Виктория Шевцова (Андромеда; она же пела партию сопрано в дуэте влюбленных в «Плаще») стала приятным открытием вечера. Нежный, подвижный и гибкий голос, аккуратность подачи звука и личное обаяние актрисы позволили не просто последовательно воплотить музыкальную партию. Главным образом, именно ее миссия состояла в том, чтобы замкнуть логику вечера и привести зал, после всех веристских страстей в начале, к заветному сказочному хэппи-энду.

Бас Евгений Ставинский (Катос) преподнес нам образ элегантного французского героя, абсолютно ломающий представление о кантиленном пении низких мужских голосов – все было без каких-либо видимых усилий и надрыва, достаточно мягко, спокойно и корректно, но слышимо и отчетливо. Особенно он понравился в чарующем финальном дуэте (а ведь и сам по себе итоговый любовный дуэт с героиней-сопрано, отвергшей тенора – это уже слом шаблона низких мужских партий, не так ли?) А одним из секретов безупречного баланса певца с оркестром, возможно, является и то обстоятельство, что Ставинский, сын дирижера, подобно некоторым западным звездам оперного пения, уже несколько лет сам выступает в качестве дирижера, а значит, склонен к системному взгляду на партитуру.

Роль героя Персея в данной опере неожиданно небольшая. Однако исполнивший ее тенор Александр Богданов даже при всех ограничениях концертного исполнения, сумел полноценно создать гротескный комический образ.

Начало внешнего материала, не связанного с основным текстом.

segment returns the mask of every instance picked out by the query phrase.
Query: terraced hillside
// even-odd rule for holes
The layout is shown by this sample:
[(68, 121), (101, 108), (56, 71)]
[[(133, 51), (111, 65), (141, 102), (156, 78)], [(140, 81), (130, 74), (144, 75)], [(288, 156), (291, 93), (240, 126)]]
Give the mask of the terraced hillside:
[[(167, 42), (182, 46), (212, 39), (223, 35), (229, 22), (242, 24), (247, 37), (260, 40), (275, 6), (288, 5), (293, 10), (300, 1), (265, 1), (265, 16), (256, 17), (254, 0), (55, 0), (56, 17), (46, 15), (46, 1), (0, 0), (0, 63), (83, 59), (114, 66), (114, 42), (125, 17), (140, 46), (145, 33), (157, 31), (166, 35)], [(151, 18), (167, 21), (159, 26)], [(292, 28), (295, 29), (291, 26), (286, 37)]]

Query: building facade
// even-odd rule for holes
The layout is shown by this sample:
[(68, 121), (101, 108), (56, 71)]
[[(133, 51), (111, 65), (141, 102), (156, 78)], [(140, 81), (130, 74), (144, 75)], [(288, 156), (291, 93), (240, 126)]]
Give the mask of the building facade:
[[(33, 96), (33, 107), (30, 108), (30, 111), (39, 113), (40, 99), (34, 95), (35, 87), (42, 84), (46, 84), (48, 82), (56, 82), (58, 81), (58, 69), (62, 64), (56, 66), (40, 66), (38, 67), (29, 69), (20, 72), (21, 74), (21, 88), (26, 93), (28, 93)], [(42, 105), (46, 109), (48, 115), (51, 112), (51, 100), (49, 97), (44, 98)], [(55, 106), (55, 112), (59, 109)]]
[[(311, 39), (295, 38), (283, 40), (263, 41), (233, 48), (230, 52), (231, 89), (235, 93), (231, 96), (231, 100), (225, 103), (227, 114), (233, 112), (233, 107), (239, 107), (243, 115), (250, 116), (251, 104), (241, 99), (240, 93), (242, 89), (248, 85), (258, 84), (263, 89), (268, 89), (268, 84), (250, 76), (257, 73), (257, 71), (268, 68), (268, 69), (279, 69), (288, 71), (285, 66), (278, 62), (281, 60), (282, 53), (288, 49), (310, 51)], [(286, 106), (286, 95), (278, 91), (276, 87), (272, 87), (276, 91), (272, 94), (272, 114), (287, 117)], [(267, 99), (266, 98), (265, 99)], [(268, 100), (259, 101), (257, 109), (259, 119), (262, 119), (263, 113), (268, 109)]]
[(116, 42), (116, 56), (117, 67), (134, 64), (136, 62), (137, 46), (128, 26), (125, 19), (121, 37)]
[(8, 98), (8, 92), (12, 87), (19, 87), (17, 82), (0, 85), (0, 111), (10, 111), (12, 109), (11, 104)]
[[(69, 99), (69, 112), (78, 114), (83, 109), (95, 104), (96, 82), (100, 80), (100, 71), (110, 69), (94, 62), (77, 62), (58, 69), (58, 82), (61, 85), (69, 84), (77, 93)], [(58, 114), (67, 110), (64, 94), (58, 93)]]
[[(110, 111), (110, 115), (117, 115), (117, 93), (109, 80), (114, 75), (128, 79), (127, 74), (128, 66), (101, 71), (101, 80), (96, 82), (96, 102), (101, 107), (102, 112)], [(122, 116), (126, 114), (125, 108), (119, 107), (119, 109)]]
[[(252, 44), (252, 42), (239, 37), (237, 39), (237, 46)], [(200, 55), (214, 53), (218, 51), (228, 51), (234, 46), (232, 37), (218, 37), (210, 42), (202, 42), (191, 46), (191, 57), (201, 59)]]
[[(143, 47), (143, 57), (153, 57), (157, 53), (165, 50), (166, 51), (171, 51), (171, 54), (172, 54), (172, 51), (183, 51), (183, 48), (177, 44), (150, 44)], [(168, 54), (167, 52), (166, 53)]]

Однако истинным героем вечера все же справедливо было бы назвать не кого-то из вокалистов, а дирижера. Маэстро Ян Латам-Кёниг, послужной список которого включает неоднократное исполнение произведений Ибера, вообще, и оперы «Персей и Андромеда», в частности, в Европе, посчитал необходимым донести это произведение до российской публики. Наблюдая за этим дирижером, удивительно артистичным и полностью вовлеченным в процесс, если не сказать растворяющимся в нем, приходится в очередной раз признать, как многое в искусстве все-таки определяется лидерством и лидером. Блестящая работа и самоотдача дирижера предопределили успех концертного исполнения оперных «редкостей» на сцене «Новой оперы».